中山七里 夜がどれほど暗くても
志賀倫成は、大手出版社の雑誌「週間春潮」の副編集長。充実した編集者生活を送っていた。
しかし大学生の息子 健輔に、ストーカー殺人を犯して自殺したという疑いがかかる。
大学の講師に横恋慕し、ストーキングしたあげく無理心中をはかり、彼女の夫も巻き添えにして殺してしまったというのだ。
彼は息子がそんな馬鹿なことをしたとは、とても信じられない。なんとかして真実を知りたいと思う。
今まで人を追いかけて取材する側だった倫成だが、今度は自分が追われる側、カメラやマイクをむけられる側になる。現在の仕事からも外され、ランクの落ちる雑誌の部署に転属させられてしまう。

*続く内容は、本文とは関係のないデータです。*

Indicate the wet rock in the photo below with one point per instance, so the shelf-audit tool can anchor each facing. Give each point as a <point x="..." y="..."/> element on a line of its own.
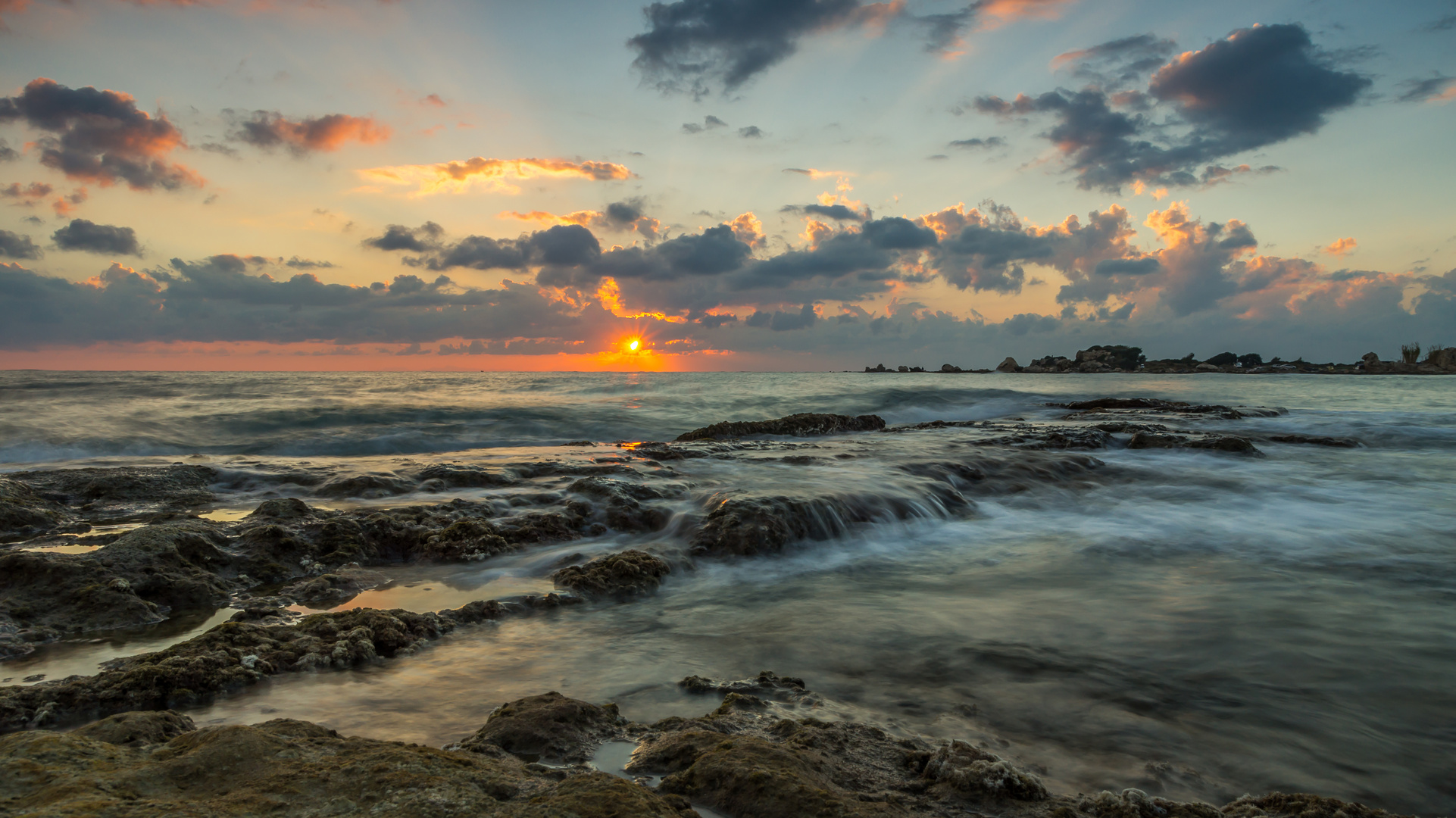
<point x="625" y="574"/>
<point x="548" y="726"/>
<point x="750" y="526"/>
<point x="137" y="492"/>
<point x="1214" y="443"/>
<point x="1317" y="440"/>
<point x="366" y="486"/>
<point x="622" y="508"/>
<point x="456" y="476"/>
<point x="23" y="514"/>
<point x="281" y="508"/>
<point x="792" y="426"/>
<point x="336" y="589"/>
<point x="137" y="728"/>
<point x="976" y="772"/>
<point x="298" y="769"/>
<point x="230" y="657"/>
<point x="131" y="581"/>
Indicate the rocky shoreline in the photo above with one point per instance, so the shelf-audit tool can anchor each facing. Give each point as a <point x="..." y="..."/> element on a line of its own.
<point x="1105" y="360"/>
<point x="772" y="748"/>
<point x="769" y="750"/>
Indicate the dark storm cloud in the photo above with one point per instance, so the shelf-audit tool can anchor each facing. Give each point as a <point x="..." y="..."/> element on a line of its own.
<point x="693" y="42"/>
<point x="838" y="213"/>
<point x="102" y="239"/>
<point x="783" y="322"/>
<point x="1420" y="91"/>
<point x="219" y="300"/>
<point x="979" y="143"/>
<point x="414" y="239"/>
<point x="99" y="136"/>
<point x="1258" y="86"/>
<point x="1117" y="61"/>
<point x="18" y="246"/>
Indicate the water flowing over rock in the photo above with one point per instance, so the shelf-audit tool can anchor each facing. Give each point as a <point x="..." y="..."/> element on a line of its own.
<point x="792" y="426"/>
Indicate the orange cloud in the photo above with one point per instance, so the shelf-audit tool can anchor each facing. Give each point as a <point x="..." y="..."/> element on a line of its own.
<point x="999" y="12"/>
<point x="66" y="205"/>
<point x="495" y="175"/>
<point x="312" y="133"/>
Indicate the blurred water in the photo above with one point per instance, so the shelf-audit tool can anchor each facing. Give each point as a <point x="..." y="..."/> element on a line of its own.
<point x="1190" y="623"/>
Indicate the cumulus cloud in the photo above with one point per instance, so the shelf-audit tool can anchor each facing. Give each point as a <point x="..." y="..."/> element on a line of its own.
<point x="1255" y="88"/>
<point x="709" y="123"/>
<point x="944" y="33"/>
<point x="333" y="131"/>
<point x="1117" y="61"/>
<point x="625" y="216"/>
<point x="219" y="298"/>
<point x="979" y="143"/>
<point x="27" y="195"/>
<point x="492" y="175"/>
<point x="1435" y="89"/>
<point x="102" y="239"/>
<point x="99" y="136"/>
<point x="690" y="44"/>
<point x="18" y="246"/>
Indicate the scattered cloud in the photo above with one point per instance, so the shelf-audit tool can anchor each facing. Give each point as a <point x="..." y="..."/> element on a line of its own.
<point x="102" y="239"/>
<point x="333" y="131"/>
<point x="27" y="195"/>
<point x="693" y="44"/>
<point x="1255" y="88"/>
<point x="18" y="246"/>
<point x="617" y="216"/>
<point x="979" y="143"/>
<point x="1435" y="89"/>
<point x="492" y="175"/>
<point x="99" y="136"/>
<point x="709" y="123"/>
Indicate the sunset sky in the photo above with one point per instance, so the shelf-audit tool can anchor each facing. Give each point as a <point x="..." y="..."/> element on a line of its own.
<point x="736" y="184"/>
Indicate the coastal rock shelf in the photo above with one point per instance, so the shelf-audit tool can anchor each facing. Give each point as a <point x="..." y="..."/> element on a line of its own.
<point x="766" y="751"/>
<point x="611" y="523"/>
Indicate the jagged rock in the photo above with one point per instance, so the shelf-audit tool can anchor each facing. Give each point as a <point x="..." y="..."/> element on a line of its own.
<point x="1217" y="443"/>
<point x="136" y="492"/>
<point x="229" y="657"/>
<point x="976" y="772"/>
<point x="298" y="769"/>
<point x="330" y="590"/>
<point x="794" y="426"/>
<point x="625" y="574"/>
<point x="137" y="728"/>
<point x="23" y="514"/>
<point x="546" y="726"/>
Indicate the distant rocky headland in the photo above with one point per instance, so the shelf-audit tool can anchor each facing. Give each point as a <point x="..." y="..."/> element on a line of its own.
<point x="1098" y="358"/>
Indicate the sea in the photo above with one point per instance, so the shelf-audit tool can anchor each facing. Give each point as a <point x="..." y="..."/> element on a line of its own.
<point x="1192" y="623"/>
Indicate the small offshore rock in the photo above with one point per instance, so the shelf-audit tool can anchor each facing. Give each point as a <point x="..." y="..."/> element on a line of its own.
<point x="792" y="426"/>
<point x="546" y="726"/>
<point x="625" y="574"/>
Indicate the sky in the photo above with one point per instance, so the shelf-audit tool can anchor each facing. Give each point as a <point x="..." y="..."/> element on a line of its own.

妻との中もギクシャクして喧嘩が絶えず、妻は家を出て行ってしまう。
まさに四面楚歌。精神がすり潰されていく。そんな時、被害者の一人娘である奈々美に出会う。奈々美は、彼を激しく罵倒するのだが………。
負の連鎖のように次から次へと倫成を不幸が襲うので、読んでいて辛くなってしまいます。

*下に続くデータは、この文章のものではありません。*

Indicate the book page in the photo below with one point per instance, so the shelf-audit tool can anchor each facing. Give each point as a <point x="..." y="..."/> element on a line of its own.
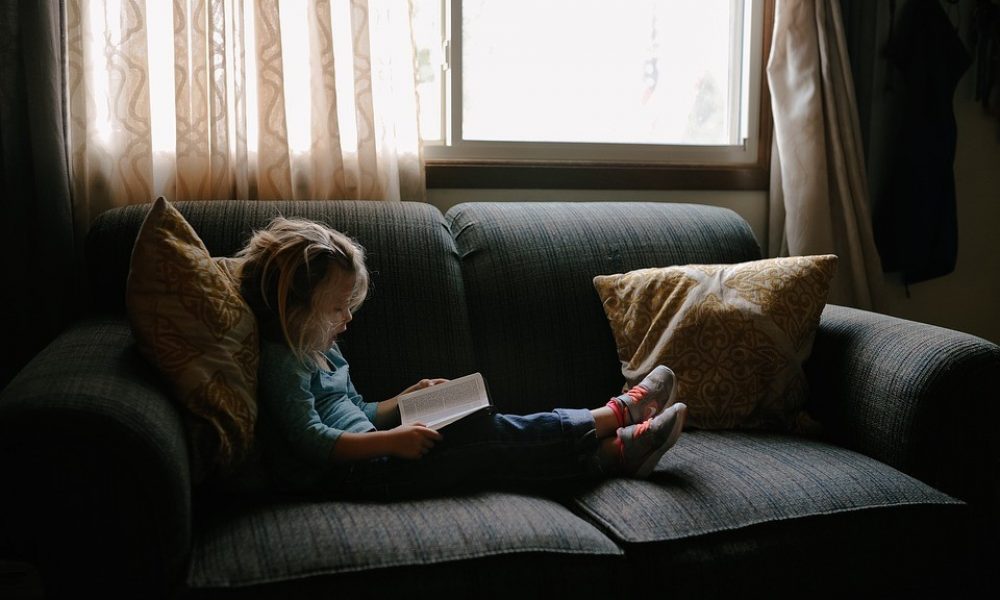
<point x="444" y="403"/>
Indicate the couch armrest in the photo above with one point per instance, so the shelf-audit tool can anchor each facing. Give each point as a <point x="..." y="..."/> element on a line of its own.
<point x="97" y="486"/>
<point x="918" y="397"/>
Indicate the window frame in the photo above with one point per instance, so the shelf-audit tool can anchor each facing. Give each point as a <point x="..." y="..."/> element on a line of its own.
<point x="688" y="174"/>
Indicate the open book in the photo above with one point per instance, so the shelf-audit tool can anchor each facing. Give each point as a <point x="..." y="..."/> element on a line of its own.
<point x="444" y="403"/>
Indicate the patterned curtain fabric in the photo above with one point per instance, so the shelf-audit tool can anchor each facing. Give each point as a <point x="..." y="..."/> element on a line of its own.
<point x="819" y="192"/>
<point x="207" y="99"/>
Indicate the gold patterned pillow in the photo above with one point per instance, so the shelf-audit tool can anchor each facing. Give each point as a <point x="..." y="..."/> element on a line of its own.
<point x="735" y="335"/>
<point x="190" y="321"/>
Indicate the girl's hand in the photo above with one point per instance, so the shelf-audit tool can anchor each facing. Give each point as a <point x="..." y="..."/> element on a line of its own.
<point x="412" y="441"/>
<point x="423" y="383"/>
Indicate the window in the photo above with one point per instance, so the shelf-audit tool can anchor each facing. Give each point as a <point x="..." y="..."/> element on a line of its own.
<point x="594" y="83"/>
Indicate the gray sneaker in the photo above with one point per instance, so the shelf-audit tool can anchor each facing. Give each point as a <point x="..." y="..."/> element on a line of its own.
<point x="646" y="400"/>
<point x="642" y="445"/>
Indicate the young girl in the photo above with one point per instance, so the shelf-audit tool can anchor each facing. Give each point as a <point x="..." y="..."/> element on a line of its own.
<point x="303" y="281"/>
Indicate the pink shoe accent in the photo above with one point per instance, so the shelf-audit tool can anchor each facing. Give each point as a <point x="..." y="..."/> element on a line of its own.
<point x="616" y="408"/>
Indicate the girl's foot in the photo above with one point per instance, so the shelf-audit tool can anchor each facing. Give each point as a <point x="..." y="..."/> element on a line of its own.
<point x="641" y="446"/>
<point x="646" y="400"/>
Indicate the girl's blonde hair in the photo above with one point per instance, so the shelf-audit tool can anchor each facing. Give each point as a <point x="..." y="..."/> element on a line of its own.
<point x="282" y="266"/>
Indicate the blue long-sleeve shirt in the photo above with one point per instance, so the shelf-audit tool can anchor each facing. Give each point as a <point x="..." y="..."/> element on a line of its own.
<point x="308" y="407"/>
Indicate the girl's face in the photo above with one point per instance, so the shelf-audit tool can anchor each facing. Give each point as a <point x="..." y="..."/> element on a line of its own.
<point x="331" y="308"/>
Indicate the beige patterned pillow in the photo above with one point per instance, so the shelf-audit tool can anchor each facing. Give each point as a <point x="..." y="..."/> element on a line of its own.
<point x="735" y="335"/>
<point x="192" y="324"/>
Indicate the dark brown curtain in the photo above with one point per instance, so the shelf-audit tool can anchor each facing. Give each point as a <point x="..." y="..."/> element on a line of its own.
<point x="38" y="260"/>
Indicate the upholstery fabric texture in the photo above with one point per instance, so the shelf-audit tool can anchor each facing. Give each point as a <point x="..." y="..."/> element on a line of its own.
<point x="263" y="542"/>
<point x="111" y="469"/>
<point x="910" y="395"/>
<point x="715" y="481"/>
<point x="735" y="335"/>
<point x="541" y="336"/>
<point x="191" y="322"/>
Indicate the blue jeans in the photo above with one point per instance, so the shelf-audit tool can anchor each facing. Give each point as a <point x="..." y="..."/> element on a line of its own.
<point x="483" y="449"/>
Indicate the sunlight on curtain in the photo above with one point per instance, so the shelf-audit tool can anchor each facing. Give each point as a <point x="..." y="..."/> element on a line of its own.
<point x="205" y="99"/>
<point x="819" y="191"/>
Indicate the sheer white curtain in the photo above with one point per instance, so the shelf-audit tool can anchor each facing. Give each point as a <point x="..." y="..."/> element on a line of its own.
<point x="819" y="192"/>
<point x="207" y="99"/>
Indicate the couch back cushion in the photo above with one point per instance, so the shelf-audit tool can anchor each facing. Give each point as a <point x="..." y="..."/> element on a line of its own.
<point x="541" y="336"/>
<point x="414" y="323"/>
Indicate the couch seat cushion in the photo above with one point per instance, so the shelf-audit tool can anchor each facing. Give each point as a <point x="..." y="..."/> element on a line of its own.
<point x="717" y="481"/>
<point x="287" y="540"/>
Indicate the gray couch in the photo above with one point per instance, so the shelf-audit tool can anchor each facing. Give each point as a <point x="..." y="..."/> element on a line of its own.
<point x="899" y="496"/>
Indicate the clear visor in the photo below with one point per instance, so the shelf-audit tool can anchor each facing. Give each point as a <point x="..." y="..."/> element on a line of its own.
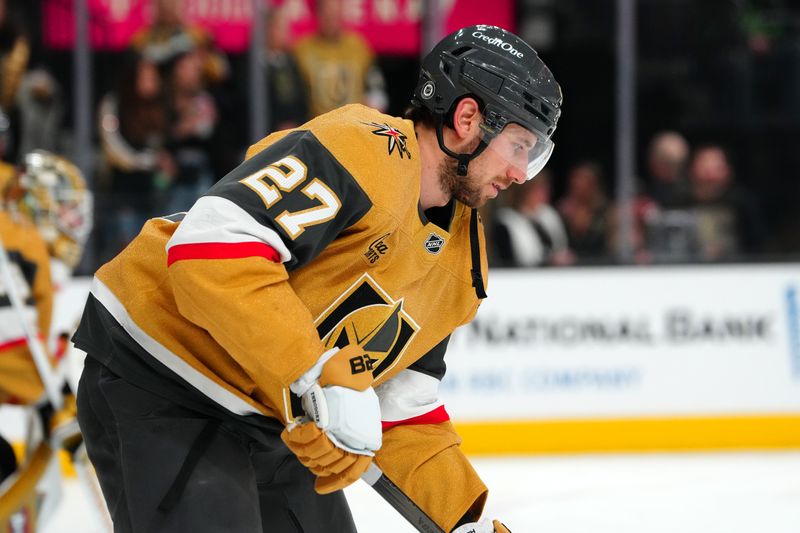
<point x="525" y="151"/>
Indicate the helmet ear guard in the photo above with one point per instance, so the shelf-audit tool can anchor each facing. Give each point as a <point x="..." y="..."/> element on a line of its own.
<point x="503" y="73"/>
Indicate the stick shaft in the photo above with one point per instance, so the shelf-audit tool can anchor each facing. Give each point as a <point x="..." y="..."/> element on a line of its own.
<point x="395" y="497"/>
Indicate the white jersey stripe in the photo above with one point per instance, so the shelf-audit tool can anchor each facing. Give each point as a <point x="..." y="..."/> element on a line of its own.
<point x="213" y="219"/>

また、世論の代表 自分達こそが正義のような顔をして取材対象を追いかけるマスコミの無神経さ、残酷さにも憤りを覚えます。
しかし、倫成自身が事件前にはそんな雑誌記者の一人であった訳ですから、彼への風当たりは一般の人以上に強く、彼は怒りのやり場をどこに持っていってよいかわからず、一層苦しむことになるのです。
胸が痛くなるような悲しい話ですが、でも最後には真実が明かされ、希望の光がみえてくる。やれやれ やっとほっと出来た、そんな話。面白かったです。